Shaping the learning signal in a combined Q-learning rule to improve structured cooperation
Chunpeng Du, Zongyang Li, Yali Zhang, Yikang Lu, Attila Szolnoki
TL;DR
The paper investigates how reputation can promote cooperation by shaping the learning signal in Q-learning on a spatial Prisoner’s Dilemma. The method keeps the game and network fixed while using a reward signal $\Pi_i(t)=(1-\beta)\pi_i(t)+\beta R_i(t)$ to update Q-values, enabling explicit analysis of learning dynamics. They find that cooperation generally rises with the reputation weight $\beta$, but the effect vanishes in two regimes: $\alpha$ approaching 0 and $\gamma$ approaching 1; outside these, larger $\alpha$ reduces the benefit while larger $\gamma$ enhances it. This work shows that social information can be harnessed through learning dynamics to stabilize network reciprocity, with implications for reputation-based interventions; future work should explore more complex topologies, second-order reputation, and adaptive learning rates.
Abstract
Q-learning provides a standard reinforcement learning framework for studying cooperation by specifying how agents update action values from repeated local interactions outcomes. Although previous work has shown that reputation can promote cooperation in such systems, most models introduce reputation by modifying payoffs, encoding it directly in the state or changing partner selection, which makes it difficult to isolate the role of the learning signal itself. Here, we construct the reinforcement signal as a weighted combination of reputation and game payoffs, leaving the game and network structure unchanged. We find that increasing the weight on reputation generally promotes cooperation by consolidating clusters, but this effect is conditional on the learning dynamics.
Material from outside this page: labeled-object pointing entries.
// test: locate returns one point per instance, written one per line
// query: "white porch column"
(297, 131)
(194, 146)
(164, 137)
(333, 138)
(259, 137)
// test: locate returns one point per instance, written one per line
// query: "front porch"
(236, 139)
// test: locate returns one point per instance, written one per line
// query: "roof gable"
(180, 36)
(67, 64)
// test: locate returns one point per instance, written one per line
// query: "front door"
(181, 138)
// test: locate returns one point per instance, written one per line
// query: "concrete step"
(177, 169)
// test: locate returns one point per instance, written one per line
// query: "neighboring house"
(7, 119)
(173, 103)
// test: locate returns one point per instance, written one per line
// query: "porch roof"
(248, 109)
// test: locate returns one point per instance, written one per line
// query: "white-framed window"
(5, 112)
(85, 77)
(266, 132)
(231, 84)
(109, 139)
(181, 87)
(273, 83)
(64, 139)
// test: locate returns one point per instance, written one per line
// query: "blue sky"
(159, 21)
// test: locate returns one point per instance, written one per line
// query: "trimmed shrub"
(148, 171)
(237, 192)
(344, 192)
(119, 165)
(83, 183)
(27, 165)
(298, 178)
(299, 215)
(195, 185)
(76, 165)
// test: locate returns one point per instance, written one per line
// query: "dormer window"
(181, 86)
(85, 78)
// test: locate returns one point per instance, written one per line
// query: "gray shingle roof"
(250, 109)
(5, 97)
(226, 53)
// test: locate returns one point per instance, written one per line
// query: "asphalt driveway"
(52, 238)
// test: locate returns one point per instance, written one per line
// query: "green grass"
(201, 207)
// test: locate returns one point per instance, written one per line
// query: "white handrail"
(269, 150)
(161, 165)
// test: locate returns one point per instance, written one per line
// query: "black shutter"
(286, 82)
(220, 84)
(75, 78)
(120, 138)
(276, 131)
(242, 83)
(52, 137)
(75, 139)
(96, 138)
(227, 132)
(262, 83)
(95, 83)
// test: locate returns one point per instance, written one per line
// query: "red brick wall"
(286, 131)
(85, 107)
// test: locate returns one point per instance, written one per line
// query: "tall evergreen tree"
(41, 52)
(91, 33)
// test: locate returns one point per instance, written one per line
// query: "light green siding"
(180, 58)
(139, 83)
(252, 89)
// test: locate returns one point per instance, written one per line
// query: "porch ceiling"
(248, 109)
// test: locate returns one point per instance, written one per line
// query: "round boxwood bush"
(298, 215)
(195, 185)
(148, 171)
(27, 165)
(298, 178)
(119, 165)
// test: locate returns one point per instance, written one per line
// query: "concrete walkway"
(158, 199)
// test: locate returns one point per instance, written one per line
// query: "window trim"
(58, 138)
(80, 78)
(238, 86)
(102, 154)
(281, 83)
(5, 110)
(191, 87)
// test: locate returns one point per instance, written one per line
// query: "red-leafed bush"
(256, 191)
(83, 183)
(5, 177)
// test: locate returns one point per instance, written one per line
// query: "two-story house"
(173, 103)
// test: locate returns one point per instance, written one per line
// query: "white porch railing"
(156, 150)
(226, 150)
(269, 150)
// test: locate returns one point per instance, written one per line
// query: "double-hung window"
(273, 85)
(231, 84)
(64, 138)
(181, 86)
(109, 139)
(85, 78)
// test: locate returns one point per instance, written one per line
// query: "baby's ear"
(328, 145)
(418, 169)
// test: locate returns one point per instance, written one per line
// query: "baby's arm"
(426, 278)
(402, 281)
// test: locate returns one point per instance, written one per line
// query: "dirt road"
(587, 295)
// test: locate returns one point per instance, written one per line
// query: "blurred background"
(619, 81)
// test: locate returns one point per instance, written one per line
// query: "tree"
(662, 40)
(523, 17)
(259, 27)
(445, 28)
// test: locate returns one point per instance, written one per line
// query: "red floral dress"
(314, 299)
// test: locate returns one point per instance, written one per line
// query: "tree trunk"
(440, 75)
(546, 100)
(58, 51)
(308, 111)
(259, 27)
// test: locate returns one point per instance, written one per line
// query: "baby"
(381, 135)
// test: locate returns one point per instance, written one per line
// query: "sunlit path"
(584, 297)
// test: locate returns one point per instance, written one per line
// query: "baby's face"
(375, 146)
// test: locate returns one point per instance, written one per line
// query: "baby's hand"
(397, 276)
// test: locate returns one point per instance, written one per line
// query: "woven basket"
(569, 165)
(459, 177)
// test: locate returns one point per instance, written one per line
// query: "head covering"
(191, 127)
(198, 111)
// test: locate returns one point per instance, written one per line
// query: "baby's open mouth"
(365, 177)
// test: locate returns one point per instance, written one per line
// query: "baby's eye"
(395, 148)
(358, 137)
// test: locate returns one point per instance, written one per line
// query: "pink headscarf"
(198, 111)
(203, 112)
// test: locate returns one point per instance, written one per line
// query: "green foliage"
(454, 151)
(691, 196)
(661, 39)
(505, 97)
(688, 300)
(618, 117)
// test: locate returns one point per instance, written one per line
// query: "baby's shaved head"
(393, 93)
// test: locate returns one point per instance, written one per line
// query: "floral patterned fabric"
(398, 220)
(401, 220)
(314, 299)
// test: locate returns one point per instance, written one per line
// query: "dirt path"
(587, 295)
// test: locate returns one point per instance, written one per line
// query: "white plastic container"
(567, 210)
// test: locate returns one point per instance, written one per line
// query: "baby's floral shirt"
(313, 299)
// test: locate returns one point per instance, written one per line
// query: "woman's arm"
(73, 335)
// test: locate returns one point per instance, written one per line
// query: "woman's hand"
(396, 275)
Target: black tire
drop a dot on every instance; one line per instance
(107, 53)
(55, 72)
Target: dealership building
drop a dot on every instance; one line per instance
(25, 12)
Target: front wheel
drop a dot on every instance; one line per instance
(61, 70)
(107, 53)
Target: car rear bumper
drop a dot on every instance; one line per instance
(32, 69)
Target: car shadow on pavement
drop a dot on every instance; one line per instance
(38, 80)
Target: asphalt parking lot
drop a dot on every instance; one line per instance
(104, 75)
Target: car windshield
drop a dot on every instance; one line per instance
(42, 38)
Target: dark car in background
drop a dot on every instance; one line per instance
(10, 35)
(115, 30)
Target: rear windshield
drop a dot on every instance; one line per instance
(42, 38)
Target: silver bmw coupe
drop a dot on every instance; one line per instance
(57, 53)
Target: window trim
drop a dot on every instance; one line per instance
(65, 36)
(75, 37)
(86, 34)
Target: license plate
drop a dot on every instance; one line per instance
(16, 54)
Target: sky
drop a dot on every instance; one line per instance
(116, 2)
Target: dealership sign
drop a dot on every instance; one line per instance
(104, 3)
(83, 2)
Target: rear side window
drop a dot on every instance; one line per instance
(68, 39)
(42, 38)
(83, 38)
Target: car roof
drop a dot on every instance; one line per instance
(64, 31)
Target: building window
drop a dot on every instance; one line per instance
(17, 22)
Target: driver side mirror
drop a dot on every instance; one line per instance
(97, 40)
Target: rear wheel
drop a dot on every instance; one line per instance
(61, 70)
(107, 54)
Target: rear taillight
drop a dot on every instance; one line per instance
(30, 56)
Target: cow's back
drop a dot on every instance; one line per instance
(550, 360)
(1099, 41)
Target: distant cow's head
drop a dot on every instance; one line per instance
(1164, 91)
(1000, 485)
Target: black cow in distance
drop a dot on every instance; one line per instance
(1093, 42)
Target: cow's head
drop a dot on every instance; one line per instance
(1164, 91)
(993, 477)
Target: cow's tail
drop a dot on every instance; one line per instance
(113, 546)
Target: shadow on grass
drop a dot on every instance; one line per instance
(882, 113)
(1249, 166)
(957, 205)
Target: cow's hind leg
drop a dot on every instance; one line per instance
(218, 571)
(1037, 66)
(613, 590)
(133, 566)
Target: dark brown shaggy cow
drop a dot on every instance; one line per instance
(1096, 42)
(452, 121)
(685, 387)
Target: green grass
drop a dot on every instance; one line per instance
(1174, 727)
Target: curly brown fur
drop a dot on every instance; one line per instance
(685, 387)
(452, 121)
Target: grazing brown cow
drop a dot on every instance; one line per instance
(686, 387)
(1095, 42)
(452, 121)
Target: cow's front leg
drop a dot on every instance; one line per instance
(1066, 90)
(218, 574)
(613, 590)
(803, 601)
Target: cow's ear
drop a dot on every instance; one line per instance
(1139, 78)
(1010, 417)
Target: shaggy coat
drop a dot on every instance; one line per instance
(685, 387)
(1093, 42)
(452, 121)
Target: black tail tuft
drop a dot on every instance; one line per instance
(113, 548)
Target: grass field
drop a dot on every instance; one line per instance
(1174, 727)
Specifically, this promoting effect vanishes in two regimes: when the learning rate is extremely small, which prevents effective information propagation and when the discount factor approaches one, as distant future expectations obscure the immediate reputational advantage. Outside these limiting cases, the efficacy of reputation in promoting cooperation is attenuated by higher learning rates but amplified by larger discount factors. These results advance the understanding of cooperative dynamics by demonstrating that cooperation can be stabilized through the reputational shaping of learning signals alone, providing critical insights into the interplay between social information and individual learning parameters.